Le 7 juin occupe une place particulière dans l’histoire de l’Afrique et de ses diasporas. Cette date est associée à l’éveil politique de Mohandas Gandhi en Afrique du Sud, à la prise du pouvoir par Hissène Habré au Tchad et à une étape décisive du démantèlement de l’apartheid en Afrique du Sud. Elle est également célébrée comme la Journée africaine des frontières par l’Union africaine.

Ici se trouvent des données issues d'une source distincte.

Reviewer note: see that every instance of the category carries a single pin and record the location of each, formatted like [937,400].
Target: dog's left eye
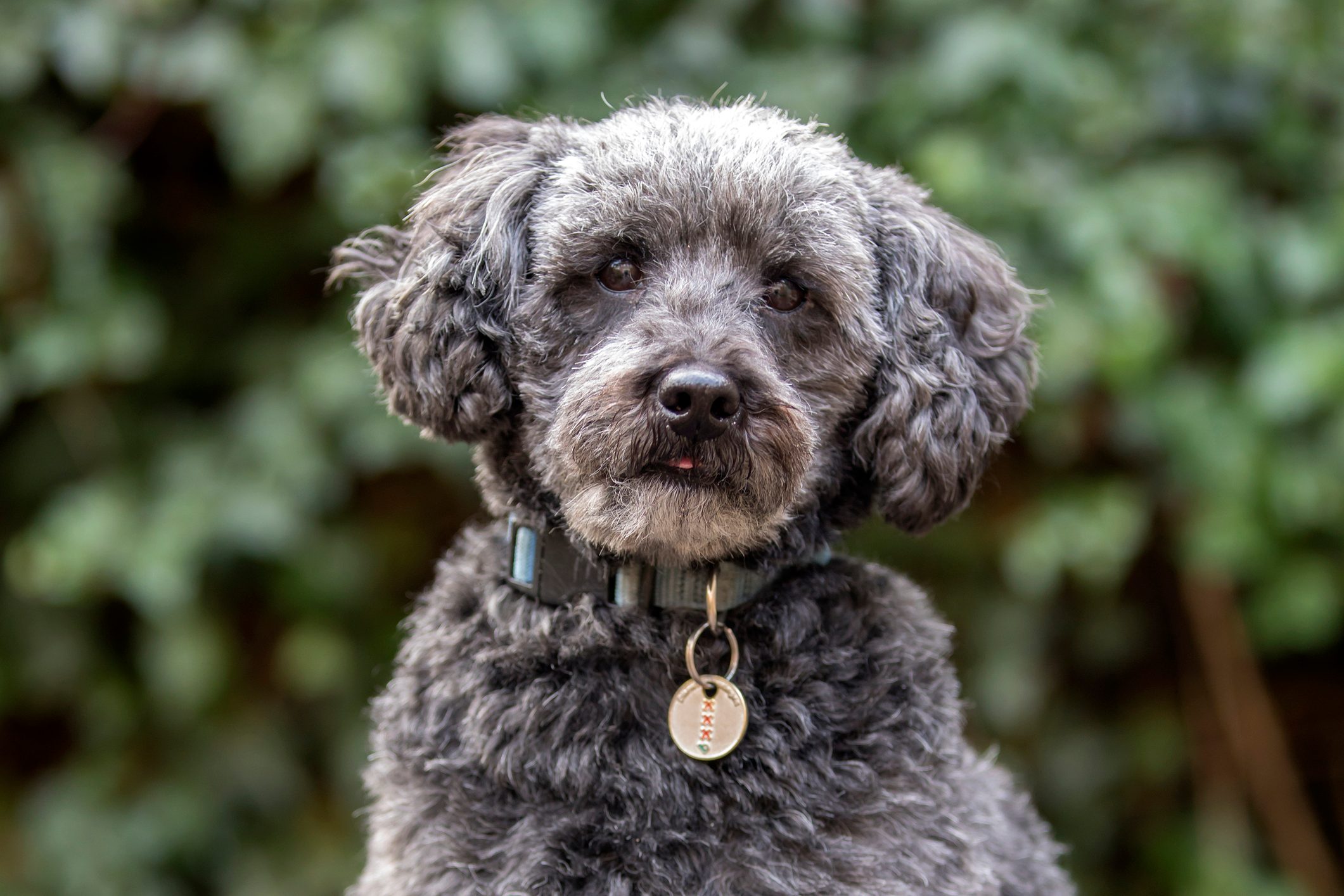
[620,276]
[784,296]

Le 7 juin 1893, un jeune avocat indien de 23 ans, Mohandas Karamchand Gandhi, est expulsé d’un compartiment de première classe à la gare de Pietermaritzburg, en Afrique du Sud, malgré un billet en règle. Contraint de passer la nuit dans la salle d’attente de la gare après avoir été jeté hors du train, Gandhi dira plus tard que cet épisode fut le point de départ de son engagement contre les discriminations raciales. C’est en Afrique du Sud qu’il développera progressivement les principes de résistance non violente et de désobéissance civile qui marqueront durablement les luttes pour les droits civiques à travers le monde.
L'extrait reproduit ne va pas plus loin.